I remember a wonderful artisan bakery near my home that was thriving with a wide variety of customers. It flew in the face of conventional geo-demographic modelling. The baker told me that most of his customers happily paid a premium for authentic sourdough or incredible croissants and were driving right across town; old, young, jeans and T-shirts, suits, hip and buttoned down. That was, anyone looking for something exquisite, regardless of price, were there.
We can now explain it. We have something as simple as the two-planet premise and something so sophisticated to be the complete toolbox for business leadership and success. Not one built on observation and trends, but a model rooted in the very psyche, the mindset, of consumers – and mountains of data, thanks to our strategic alliance with Roy Morgan Research.
So when you hear one day that consumers are cutting back, and the next that they are buying more local produce, personal services or more cool technology, you aren’t going mad.
What you are actually hearing are the stories of two very different planets and the people who live on them. The evidence is clear. In this post-GFC economic reality there is no middle ground.
If you’re starting to realise that your business, or the business of your clients, is stuck in the space between the two planets, then you need to find a way out. FAST.
Whatever the size of your business, you need to be offering something that is extraordinary, or you need to be offering the extraordinary deal. Learning the difference is a matter of survival.
Today the first and most important question any entrepreneur needs to ask is “What Planet Am I On?”.
There are still fortunes to be made on Planet Traditional. For some companies this means breaking up into separate brands to truly succeed. But for most it is going to have to be a straight choice.
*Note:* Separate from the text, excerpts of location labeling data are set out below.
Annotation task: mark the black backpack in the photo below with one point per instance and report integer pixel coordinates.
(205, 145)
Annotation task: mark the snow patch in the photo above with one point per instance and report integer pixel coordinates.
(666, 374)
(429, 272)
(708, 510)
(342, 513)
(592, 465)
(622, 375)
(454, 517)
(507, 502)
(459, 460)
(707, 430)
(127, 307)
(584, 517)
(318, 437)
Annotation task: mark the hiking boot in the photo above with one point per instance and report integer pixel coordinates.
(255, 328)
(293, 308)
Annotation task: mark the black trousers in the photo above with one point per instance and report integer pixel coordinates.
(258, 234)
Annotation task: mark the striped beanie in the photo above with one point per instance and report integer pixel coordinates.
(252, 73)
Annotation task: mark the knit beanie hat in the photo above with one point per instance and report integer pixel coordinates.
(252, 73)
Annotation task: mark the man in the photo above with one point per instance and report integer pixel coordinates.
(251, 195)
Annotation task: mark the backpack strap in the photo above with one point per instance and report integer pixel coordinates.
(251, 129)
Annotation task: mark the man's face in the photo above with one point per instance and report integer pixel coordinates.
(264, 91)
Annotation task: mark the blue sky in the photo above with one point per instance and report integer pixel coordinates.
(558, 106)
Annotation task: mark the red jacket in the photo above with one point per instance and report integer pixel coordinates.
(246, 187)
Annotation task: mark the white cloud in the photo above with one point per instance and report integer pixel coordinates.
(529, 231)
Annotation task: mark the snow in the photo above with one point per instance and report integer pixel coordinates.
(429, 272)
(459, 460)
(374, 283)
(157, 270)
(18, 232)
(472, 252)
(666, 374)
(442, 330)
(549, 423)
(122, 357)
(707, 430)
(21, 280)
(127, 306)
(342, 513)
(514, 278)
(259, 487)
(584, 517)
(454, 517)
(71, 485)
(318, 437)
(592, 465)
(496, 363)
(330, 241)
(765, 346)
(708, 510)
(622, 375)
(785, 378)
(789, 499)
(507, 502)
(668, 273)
Making this choice is what becoming a 21st century brand is all about. This isn’t just academic theory – it’s hard facts, tools and strategies that make a tangible difference in business.
The key to extraordinary success is being on the right planet – your customers are already there. You should probably think about joining them.
- By Dr Ross Honeywill is an Australian social scientist, internationally published author and consumer strategist.